# Deep Learning for Music and Audio
#### Final Project Experiments
Jordie Shier - j.m.shier@qmul.ac.uk

This notebook includes a set of experiments conducted on the Mridangam dataset. 
The Mridangam is a pitch percussion instrument.
The dataset includes a set of samples with a single percussion hit paired
with labels for the tonic (pitch) and stroke type.

The first two experiments look at different deep learning based models for two separate
tasks:
1. Pitch estimation using Crepe embeddings followed by a simpler linear projection
to classify the tonic (fundamental frequency) of the instrument.
2. Transient/Stationary separation (TSS) using temporal convolutions and a 
self-supervised learning paradigm.

The next two experiments look at methods for incorporating this two tasks into one.
1. Using crepe embeddings as an additional conditioning feature for TSS.
2. Using the results from TSS, specifically the stationary signal, as the source for
Crepe embeddings to deterine whether the TSS can help improve prediction accuracy.
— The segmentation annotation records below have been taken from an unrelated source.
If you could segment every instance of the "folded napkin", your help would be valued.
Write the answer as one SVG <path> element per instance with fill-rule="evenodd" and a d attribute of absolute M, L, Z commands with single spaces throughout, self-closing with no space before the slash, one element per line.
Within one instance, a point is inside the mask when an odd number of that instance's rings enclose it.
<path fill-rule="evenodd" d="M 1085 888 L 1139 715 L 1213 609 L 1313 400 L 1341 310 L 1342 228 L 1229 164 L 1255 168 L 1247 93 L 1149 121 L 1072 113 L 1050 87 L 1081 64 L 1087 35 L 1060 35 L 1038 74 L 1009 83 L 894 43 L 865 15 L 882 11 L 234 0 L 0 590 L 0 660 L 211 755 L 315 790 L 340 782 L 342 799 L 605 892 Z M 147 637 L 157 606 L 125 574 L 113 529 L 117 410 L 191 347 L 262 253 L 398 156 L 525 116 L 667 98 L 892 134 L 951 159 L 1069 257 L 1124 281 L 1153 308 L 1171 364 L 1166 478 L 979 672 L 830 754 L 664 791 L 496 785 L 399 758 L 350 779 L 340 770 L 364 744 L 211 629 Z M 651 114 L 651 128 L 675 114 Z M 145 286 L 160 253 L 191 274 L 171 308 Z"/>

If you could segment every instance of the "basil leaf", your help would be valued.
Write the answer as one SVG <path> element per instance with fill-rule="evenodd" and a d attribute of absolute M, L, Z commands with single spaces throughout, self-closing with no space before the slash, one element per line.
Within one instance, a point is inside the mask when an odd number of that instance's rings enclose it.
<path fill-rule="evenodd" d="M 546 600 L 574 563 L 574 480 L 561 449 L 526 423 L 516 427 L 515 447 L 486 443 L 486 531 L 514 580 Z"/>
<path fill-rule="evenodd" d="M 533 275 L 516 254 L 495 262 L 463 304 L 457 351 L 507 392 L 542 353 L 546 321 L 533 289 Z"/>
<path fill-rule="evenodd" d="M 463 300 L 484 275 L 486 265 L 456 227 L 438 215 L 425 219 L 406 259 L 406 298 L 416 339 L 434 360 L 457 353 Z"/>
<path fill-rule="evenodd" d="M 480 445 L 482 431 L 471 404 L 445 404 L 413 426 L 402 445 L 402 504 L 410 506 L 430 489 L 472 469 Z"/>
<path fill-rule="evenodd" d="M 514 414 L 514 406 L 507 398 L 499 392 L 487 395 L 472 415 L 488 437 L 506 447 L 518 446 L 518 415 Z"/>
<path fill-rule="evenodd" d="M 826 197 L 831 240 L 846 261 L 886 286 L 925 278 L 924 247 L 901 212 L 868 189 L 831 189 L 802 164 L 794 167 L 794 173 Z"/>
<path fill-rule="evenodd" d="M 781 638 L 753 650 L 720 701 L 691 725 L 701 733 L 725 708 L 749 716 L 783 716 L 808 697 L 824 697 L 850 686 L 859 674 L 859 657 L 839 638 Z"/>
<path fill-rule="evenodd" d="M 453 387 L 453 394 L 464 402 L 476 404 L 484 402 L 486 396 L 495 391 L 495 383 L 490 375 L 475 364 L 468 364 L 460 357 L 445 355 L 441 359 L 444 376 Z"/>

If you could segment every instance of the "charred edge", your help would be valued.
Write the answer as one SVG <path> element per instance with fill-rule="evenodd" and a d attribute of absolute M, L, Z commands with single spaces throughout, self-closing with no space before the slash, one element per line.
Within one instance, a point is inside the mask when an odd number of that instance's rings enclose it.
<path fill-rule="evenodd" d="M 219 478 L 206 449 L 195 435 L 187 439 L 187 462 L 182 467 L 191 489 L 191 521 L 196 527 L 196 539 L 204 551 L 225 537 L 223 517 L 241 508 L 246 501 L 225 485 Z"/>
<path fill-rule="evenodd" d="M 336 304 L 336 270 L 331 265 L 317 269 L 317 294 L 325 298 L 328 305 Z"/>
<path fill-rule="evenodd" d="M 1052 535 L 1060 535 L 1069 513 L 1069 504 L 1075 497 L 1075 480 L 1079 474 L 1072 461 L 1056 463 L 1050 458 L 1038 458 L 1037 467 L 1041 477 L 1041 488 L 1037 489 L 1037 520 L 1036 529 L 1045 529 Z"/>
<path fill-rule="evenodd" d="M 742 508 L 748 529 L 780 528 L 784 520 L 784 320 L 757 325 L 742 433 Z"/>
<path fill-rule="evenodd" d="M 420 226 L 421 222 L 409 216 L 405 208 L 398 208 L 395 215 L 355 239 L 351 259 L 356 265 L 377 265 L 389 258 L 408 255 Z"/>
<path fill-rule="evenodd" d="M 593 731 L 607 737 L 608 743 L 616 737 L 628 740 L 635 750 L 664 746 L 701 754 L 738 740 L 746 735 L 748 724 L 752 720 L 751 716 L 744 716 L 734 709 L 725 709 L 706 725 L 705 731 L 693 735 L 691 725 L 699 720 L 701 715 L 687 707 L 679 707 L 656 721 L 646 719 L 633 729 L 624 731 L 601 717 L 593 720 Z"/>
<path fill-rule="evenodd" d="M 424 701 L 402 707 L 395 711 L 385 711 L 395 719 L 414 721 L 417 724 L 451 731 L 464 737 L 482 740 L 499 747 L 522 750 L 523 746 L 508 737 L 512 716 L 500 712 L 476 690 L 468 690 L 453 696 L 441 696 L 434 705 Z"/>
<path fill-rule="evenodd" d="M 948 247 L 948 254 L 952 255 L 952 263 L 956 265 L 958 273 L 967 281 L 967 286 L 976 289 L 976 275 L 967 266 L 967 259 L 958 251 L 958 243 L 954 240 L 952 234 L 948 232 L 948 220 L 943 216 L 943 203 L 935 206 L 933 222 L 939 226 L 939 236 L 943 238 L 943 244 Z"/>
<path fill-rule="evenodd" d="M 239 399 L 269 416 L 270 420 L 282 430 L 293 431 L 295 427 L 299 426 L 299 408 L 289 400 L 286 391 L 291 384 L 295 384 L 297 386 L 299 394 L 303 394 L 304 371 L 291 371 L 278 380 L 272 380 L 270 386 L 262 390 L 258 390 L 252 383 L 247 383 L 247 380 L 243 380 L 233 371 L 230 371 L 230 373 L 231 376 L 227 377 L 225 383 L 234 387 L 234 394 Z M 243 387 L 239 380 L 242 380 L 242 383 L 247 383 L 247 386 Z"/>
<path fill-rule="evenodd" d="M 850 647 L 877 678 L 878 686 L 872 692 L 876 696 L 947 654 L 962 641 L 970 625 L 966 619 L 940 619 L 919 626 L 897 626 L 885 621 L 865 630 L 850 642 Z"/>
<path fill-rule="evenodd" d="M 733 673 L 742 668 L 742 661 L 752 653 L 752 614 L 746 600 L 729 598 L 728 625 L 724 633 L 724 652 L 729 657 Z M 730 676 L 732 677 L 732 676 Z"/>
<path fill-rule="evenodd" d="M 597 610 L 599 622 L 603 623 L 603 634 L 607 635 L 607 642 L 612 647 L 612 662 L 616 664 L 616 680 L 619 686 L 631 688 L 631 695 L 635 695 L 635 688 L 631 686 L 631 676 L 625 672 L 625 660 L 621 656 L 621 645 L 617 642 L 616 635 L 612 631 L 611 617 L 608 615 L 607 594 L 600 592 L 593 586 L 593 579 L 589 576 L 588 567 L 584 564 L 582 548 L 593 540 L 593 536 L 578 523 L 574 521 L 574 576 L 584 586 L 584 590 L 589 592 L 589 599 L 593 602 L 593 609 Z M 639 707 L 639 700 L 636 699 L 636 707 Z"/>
All experiments are conducted using PyTorch and PyTorch Lightning. I used a PyTorch
port of Crepe to compute embeddings: https://github.com/maxrmorrison/torchcrepe

In [31]:
import IPython.display as ipd
import pytorch_lightning as pl
import torchaudio
import torchcrepe
import torch

from mridangam.data import MridangamDataModule
from mridangam.loss import ReconstructionLoss
from mridangam.loss import StationaryRegularization
from mridangam.loss import TransientRegularization
from mridangam.models import MLP
from mridangam.models import TCN
from mridangam.tasks import MridangamTonicClassification
from mridangam.tasks import TransientStationarySeparation

%load_ext autoreload
%autoreload 2

The autoreload extension is already loaded. To reload it, use:
  %reload_ext autoreload


In [32]:
device = "cuda" if torch.cuda.is_available() else "cpu"
print(device)

cuda


# Audio File

The audio file that I am interested in examining is a short recording of a Mridangam
recording. There are 24 individual hits in this recording. 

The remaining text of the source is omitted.